We roasted marshmallows and a squirrel

Pretty nasty picnic! Now read this version:

We roasted marshmallows, and a squirrel

You knew right away that the squirrel came to no harm..even though the only difference is a comma! Amazing, isn’t it?

Many people swear that they’re hopelessly confused about commas…but anyone who reads these two squirrel examples can instantly tell you that the squirrel in the second version is safe. Here’s how you might finish the sentence:

We roasted marshmallows, and a squirrel grabbed one.

Ah, the power of the comma! You already know how to use it. Yet many students are never exposed to the simple rule behind today’s examples: Use a comma when you join two sentences with and. (But works the same way, incidentally.)

Let’s look at another example. The only difference between the partial sentences below is a comma. Which sentence tells you that Betty was invited to the party?

We invited everyone to the party but Betty

We invited everyone to the party, but Betty

I’m willing to bet the farm that you knew right away that poor Betty was not invited in the first example. In the second example, she received an invitation but couldn’t come.

In traditional grammatical terms, you should use a comma whenever you use a coordinating conjunction to join two sentences. (Those are the FANBOYS words: for, and, nor, but, or, yet, so.) 

In simpler terms, use a comma when you join two sentences with and or but. (The other FANBOYS words don’t come up very often.)
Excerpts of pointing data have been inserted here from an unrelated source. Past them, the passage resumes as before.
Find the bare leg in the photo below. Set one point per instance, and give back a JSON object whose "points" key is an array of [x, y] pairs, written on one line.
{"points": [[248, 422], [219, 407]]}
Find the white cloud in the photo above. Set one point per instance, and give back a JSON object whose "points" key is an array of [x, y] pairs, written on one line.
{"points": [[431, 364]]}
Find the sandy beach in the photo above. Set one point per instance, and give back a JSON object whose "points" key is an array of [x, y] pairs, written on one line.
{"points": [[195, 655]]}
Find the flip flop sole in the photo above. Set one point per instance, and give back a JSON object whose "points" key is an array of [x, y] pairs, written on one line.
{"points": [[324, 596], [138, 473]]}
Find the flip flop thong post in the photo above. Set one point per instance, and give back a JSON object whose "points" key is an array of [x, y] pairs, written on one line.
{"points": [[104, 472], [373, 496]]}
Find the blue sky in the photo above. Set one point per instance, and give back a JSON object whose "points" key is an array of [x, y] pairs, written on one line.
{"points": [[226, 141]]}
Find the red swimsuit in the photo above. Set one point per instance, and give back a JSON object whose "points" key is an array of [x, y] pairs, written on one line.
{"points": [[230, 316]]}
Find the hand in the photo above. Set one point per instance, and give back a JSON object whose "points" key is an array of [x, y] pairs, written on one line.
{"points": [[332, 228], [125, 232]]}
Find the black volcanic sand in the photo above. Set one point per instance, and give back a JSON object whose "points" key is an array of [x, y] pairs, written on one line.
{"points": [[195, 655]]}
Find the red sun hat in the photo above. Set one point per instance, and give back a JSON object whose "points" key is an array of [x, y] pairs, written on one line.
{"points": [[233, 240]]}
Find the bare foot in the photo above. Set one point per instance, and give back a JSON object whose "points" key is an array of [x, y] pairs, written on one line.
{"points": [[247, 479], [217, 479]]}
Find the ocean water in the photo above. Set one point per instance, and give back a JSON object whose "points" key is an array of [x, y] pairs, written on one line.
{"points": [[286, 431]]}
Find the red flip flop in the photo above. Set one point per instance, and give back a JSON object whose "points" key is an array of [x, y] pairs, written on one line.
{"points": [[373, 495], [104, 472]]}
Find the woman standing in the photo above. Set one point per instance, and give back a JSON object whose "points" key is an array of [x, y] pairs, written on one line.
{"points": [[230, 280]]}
One more tip: Never put a comma after and or but. Notice the comma placement:

We invited everyone to the party, but Betty had to work Friday night.

You can download and print a free handout about commas at



2 thoughts on “Commas with “And”

  1. Darrell Turner

    Good suggestions, Jean. I find in teaching students about the need for commas with coordinating conjunctions that they sometimes thing the comma goes after, rather than before, the conjunction. Others think that the FANBOYS words need to be preceded by commas all the time. I often use sentences such as “We had macaroni and cheese for lunch” and “We were tired but hungry” as examples of situations when FANBOYS do not need to be accompanied by commas.